Major health organizations agree that traces of synthetic chemicals in the environment are not a large risk factor. What is hugely important is lifestyle. Smoking, drinking, diet, obesity, and exercise: These things make an enormous difference—by most estimates, accounting for roughly 65 percent of all cancers. As early as the 1930s, researchers found that cancer rates were higher in the rich world than the poor, a division that continues to this day thanks to differences in lifestyle. “The total cancer burden is highest in affluent societies, mainly due to a high incidence of tumors associated with smoking and Western lifestyle,” the World Health Organization noted in its World Cancer Report. There’s an obvious paradox here. Those of us living in wealthy societies are enormously lucky, but it is precisely that wealth which supports a lifestyle that, in many ways, promotes cancer.

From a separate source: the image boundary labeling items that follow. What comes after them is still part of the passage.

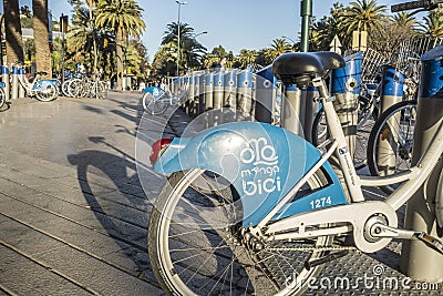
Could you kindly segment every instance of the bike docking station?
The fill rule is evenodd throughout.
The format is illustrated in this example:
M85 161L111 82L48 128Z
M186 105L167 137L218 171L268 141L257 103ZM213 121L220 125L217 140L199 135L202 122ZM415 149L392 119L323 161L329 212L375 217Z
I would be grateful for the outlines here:
M1 78L2 78L3 88L4 88L4 95L6 95L4 99L6 99L6 101L9 101L9 100L11 100L11 98L10 98L11 86L9 83L9 69L4 64L1 67Z
M12 65L11 70L11 99L17 100L19 98L19 74L20 70L16 65Z
M443 120L443 45L423 54L421 62L412 165L418 164ZM443 237L442 169L441 157L427 182L408 202L404 223L406 229L422 231L440 239ZM421 241L404 241L400 269L416 280L441 283L443 256Z
M387 111L391 105L399 103L403 100L403 86L404 75L398 71L394 67L388 65L383 69L382 75L382 88L380 94L380 114ZM390 129L393 135L399 134L400 119L390 121ZM377 155L377 164L380 171L380 175L390 175L395 172L395 153L398 136L389 139L388 141L380 141L379 150L383 150L383 155L379 153ZM385 156L390 154L391 156Z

None of this has persuaded the legion of environmentalists, activists, and concerned citizens campaigning against chemicals they believe are a major cause—some would say the major cause—of cancer. The interesting question is why. When there is such widespread scientific agreement, why do people persist in believing the opposite? There are several answers, but the most profound was hinted at by John Higginson in that 1979 interview. “I think that many people had a gut feeling that pollution ought to cause cancer,” he said.
Paul Slovic’s surveys revealed how true that is. Large majorities in the United States, Canada, and France said they avoided chemicals as much as possible, they wouldn’t drink tap water that had even a tiny amount of a cancer-causing substance, and they believed that someone exposed to a chemical that can cause cancer “will probably get cancer some day.” For these people, it would seem obvious that having carcinogenic chemicals floating in our bodies is a major threat.